The existence of some type of God appeals to the mind partly because of its ability to identify things in the environment with agency, such as people and animals. This device, Barrett said, was crucial evolutionarily because it makes us attuned to "actors" that could potentially be threatening to our survival. That same device "gives us reason to think there's an agent around that later investigation shows can't be a normal human or animal type of agent. It must be special," he said.

Barrett said there are also other "developmental biases" that cause people to believe that there is some "super-knowing, super-perceiving and perhaps immortal" God-like figure. For example, experiments have shown that young children believe that everyone around them is all-knowing because they have not yet developed the ability to understand other people's mental states. This non-religious feature of children minds could explain their ability to conceptualize and believe in one or more gods, Barrett said.

But some scientists say the very fact that belief in God can be explained by evolution renders God unreal. In other words, if we know why we believe in God, then we know God is not real. In response, Barrett quoted one of the lines from the seventh Harry Potter book, in which Dumbledore explains to Harry that just because something is happening inside his head does not mean it is not real.

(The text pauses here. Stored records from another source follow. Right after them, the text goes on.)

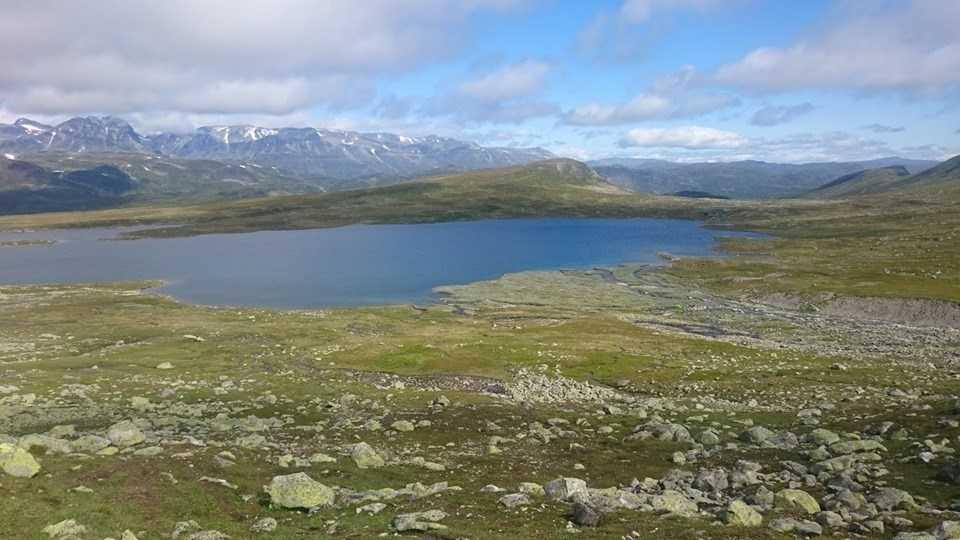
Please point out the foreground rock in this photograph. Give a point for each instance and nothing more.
(18, 462)
(419, 521)
(299, 491)
(124, 434)
(366, 457)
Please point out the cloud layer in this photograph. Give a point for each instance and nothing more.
(874, 46)
(217, 56)
(671, 97)
(776, 115)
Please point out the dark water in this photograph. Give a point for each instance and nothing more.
(356, 265)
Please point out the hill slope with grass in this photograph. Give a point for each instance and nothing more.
(860, 183)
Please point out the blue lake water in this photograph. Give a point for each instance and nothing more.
(346, 266)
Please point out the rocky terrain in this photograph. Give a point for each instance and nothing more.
(319, 153)
(614, 403)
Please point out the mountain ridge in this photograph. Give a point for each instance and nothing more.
(338, 154)
(749, 179)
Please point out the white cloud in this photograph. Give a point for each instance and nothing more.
(218, 56)
(672, 96)
(508, 94)
(775, 115)
(689, 137)
(513, 81)
(696, 143)
(912, 46)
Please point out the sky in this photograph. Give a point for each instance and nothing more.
(684, 80)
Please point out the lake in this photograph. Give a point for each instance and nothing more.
(346, 266)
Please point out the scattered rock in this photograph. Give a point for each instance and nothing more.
(741, 514)
(124, 434)
(366, 457)
(18, 462)
(299, 491)
(419, 521)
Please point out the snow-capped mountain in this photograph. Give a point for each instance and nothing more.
(308, 151)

"Evolutionary psychologists can tell you why you think your mother loves you," Barrett said, comparing the belief in a mother's love to the belief in God. Just because they can explain that through science, it does not mean her love does not exist, Barrett said.

Human belief in God may actually serve as weak evidence for God's existence, he said. If there was no God, the probability that so many people evolved to believe in one God would be lower, he said.

This is where their beliefs diverge, Miller told The Herald. While Miller said he agreed with Barrett's assertions that science and religion are compatible and that biology explains the origin of religious belief, he does not see those beliefs as "weak evidence" for the existence of a God.

Barrett clarified that his work in the realm of cognitive science is not what compelled him to believe in God. Like many Christians, he had the strong impression that there are "deeper meanings and purposes in events" and likes the idea that there is a "law-like and regular" force in the universe.

After Barrett's talk, Miller posed a few questions for Barrett and then moderated a question and answer session with the audience.

Barrett said he thinks constructing a society without some form of religion or spirituality would be nearly impossible. Despite a marked drop in Christianity over the past 30 years, specifically within the United Kingdom, beliefs in other spiritual forces like ghosts or astrology have nearly doubled, he said.

Barrett said evolution can probably also explain why some people do not believe in God, but more work is needed on the topic. "Suppose we do come up with such an explanation," Barrett said. "Then we've explained away God and explained away not-God. Clearly, we haven't explained away either one."